Reykjavik is a wonderful city and its airport is a pleasure to arrive in. Like in many Nordic airports, all the guests are greeted with a small plate of delicious pickled fish while you wait for your suitcase in baggage control. (Or as the locals call it, Bjaggaske Kontrolljerjarg). I spent a wonderful day roaming around the city marvelling at the clean streets and gorgeous blend of modern and classic architecture and functional public transport system, moulded to fit perfectly into a network of roads built not only to accommodate but also to render safe and comfortable the thousands of cyclists who ride around the city. After all that I was overcome with a profound sense of misery about the comparative shitness of the city I actually live in which gave me an opportunity to try several of the local baked delicacies, which all contain some kind of interesting berry I have never seen before. The kind bakery lady rolled me back to my hostel where I slept on a marshmallow the size of a dinner table. In the autumn and winter, Iceland only gets two hours of sunlight a day, so I enjoyed a comfortable 22 hours’ rest.

The next day it was off into the wilderness. We head up northwards along the coast and spent a couple of days exploring Þjóðgarðurinn Snæfellsjökull (Icelandic for ‘greenish area’), an enormous national park. Guys – it was amazing. The woods are full of wildlife, from sweet little white chirpy birds to green-eyed white-furred squirrels to the local foxes, whose white fur is naturally glittery and who never leave the ‘puppy’ stage of their growth cycle. A park ranger explained to us that all the native animals in Iceland are actually pure white in colour so that they are all camouflaged when standing next to each other. 

So lucky I managed to snap this shot of well over 100 Icelandic moles!

So lucky I managed to snap this shot of well over 100 Icelandic moles feeding together!

We stayed in a little hut on the edge of the national park overlooking the volcano, and we spent every evening sat on the veranda sipping hot cocoa while watching the streams of glowing lava trickle down the slope and into the thermic pools. Sadly there is a real tourist-trap culture arising around the volcanoes so you will often see locals hanging around the lava streams selling decorative bottles of volcano dust. Don’t make the mistake we did – don’t buy them!! We later found out that most of the volcano dust they sell is actually just leftover space-grit collected by the moon and mars rovers.
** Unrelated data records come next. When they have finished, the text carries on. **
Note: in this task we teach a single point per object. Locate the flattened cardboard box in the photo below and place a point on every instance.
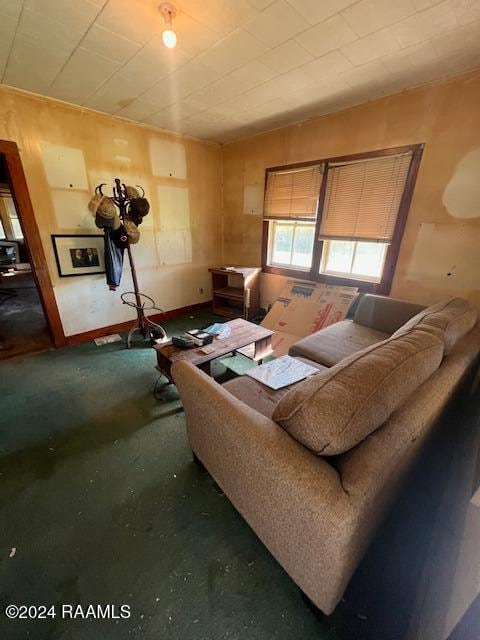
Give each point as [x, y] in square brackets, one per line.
[303, 308]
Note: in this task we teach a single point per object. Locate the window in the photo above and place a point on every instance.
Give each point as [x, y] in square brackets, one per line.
[292, 244]
[340, 219]
[10, 224]
[14, 221]
[357, 260]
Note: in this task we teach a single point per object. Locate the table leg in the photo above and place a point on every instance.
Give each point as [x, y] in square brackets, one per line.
[206, 367]
[263, 348]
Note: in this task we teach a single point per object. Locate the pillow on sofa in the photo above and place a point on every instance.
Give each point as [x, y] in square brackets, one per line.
[333, 411]
[451, 319]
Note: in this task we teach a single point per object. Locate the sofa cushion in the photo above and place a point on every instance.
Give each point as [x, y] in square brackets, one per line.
[450, 319]
[256, 395]
[331, 412]
[334, 343]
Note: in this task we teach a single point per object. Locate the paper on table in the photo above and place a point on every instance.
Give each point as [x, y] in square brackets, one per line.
[281, 372]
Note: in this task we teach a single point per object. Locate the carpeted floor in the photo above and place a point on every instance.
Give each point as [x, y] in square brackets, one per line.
[103, 505]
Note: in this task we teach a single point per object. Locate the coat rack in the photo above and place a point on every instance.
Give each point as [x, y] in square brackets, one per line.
[139, 301]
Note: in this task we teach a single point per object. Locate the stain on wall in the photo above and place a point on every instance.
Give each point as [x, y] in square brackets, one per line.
[442, 235]
[462, 193]
[66, 151]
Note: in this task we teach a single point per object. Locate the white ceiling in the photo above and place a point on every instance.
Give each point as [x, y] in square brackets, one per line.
[240, 66]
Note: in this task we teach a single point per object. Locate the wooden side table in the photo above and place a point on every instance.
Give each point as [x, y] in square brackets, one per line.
[242, 333]
[236, 294]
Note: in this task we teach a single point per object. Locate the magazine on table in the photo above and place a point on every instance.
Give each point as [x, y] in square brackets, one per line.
[281, 372]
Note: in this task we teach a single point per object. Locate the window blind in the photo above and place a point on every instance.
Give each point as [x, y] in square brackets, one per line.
[363, 198]
[292, 193]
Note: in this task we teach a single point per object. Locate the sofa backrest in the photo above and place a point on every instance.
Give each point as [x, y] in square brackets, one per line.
[333, 411]
[451, 320]
[383, 313]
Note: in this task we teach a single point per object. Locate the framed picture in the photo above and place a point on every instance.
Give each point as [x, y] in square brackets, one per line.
[79, 255]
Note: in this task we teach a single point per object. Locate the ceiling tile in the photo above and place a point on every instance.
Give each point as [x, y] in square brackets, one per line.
[285, 57]
[117, 93]
[142, 72]
[370, 48]
[463, 39]
[31, 66]
[327, 36]
[192, 36]
[75, 14]
[406, 60]
[165, 120]
[466, 10]
[332, 64]
[368, 75]
[192, 77]
[138, 110]
[277, 23]
[425, 25]
[109, 44]
[232, 52]
[162, 60]
[276, 88]
[221, 16]
[74, 84]
[48, 31]
[368, 16]
[10, 8]
[260, 5]
[315, 11]
[137, 21]
[239, 65]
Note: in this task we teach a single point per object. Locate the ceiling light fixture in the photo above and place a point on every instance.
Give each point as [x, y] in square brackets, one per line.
[169, 36]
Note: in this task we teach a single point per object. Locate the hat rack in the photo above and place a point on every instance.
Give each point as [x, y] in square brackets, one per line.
[140, 301]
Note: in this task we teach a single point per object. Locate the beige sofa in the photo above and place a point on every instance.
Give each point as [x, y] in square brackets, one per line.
[313, 468]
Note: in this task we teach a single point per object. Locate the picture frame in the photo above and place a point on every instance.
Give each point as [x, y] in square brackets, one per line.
[79, 254]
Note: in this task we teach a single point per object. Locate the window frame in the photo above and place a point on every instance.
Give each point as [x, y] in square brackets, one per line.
[354, 276]
[271, 237]
[393, 250]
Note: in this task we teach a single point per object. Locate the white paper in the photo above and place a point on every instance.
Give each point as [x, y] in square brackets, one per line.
[281, 372]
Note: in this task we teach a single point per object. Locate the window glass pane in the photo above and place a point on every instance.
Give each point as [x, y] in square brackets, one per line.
[339, 256]
[282, 243]
[17, 229]
[369, 259]
[303, 245]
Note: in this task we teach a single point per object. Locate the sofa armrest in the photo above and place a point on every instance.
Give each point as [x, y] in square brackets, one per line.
[383, 313]
[220, 426]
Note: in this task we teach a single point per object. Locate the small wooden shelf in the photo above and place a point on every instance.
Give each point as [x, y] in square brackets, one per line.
[235, 293]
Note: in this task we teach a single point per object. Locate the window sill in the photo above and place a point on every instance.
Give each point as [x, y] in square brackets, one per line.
[363, 285]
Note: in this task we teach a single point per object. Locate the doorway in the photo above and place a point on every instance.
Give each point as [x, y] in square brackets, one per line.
[27, 304]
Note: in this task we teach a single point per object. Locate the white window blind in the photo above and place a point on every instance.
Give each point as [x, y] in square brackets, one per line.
[292, 193]
[363, 198]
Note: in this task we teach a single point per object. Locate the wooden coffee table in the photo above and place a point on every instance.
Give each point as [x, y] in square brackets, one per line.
[243, 333]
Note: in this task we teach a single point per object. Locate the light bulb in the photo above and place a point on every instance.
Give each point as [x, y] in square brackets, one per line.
[169, 38]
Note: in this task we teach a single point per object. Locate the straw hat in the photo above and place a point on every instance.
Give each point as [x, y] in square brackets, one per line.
[132, 231]
[132, 192]
[138, 207]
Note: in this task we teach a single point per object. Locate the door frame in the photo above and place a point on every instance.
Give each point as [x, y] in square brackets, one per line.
[23, 204]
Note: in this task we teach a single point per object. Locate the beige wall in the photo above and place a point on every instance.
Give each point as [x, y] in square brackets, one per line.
[62, 146]
[442, 236]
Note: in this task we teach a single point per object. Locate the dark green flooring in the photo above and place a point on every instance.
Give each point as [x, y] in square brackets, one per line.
[103, 504]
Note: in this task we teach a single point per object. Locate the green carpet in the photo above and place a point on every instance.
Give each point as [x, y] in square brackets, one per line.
[103, 504]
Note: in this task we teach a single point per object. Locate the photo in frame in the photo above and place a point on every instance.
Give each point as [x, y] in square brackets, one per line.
[78, 254]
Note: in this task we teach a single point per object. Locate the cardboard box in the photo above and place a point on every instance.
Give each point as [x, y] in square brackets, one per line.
[305, 307]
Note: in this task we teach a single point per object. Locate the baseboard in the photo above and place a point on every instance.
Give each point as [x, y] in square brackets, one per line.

Don’t be scammed!!

We then continued our journey north, stopping in a little town called Tálknafjörður (pronounced ‘Terfer’). The amazing thing about this part of the island, which on the maps looks so frilly and curvaceous, is that it is not in fact a land mass at all but one of the world’s largest bodies of fungus. The fungal fjords are breathtaking; glass-clear waters stretching along wide glacial clifffaces like corridors with mirror flooring. We stayed in the area and waited until nightfall to watch the northern lights. They were scheduled to start around 9pm, so we grabbed hot dogs from the local IKEA and waited for them to start, but sadly it was announced at 8.50pm that they were cancelled due to too many night kite flyers flying kites that night. We were soooooo disappointed, so we decided to stay longer and try again the following evening, which gave us a chance to climb Mount Cragyskjolvejg (see photo) during the daytime. The peak is over sixty Icelandic kilometres above sea level and gives you such a good view of all the Icelandic ice.

That night was our lucky break. We sat beneath the stars in fold-out camping chairs, looking up at the chasm-deep black sky, when suddenly green needles of light started to warp and flex above us. I never realised that the northern lights make a noise – a kind of ‘wooooooaaaarrrrrrhhh’ sound like those moo-tubes you get from the one-pound bin at a toy shop. For an hour and a half the lights fizzed through the air; no one said anything; instead we just drank the sight in with our eyes, knowing this was as close to science fiction magic as we would ever get. The colours blended from green to yellow to turquoise and the stars blazed behind. From the irregular dance of the shapes and forms it seemed like a secret language that we simultaneously instinctively understood and yet would never decipher. It was unforgettable.

What was I talking about again? Oh yeah Icelandic cakes are rad.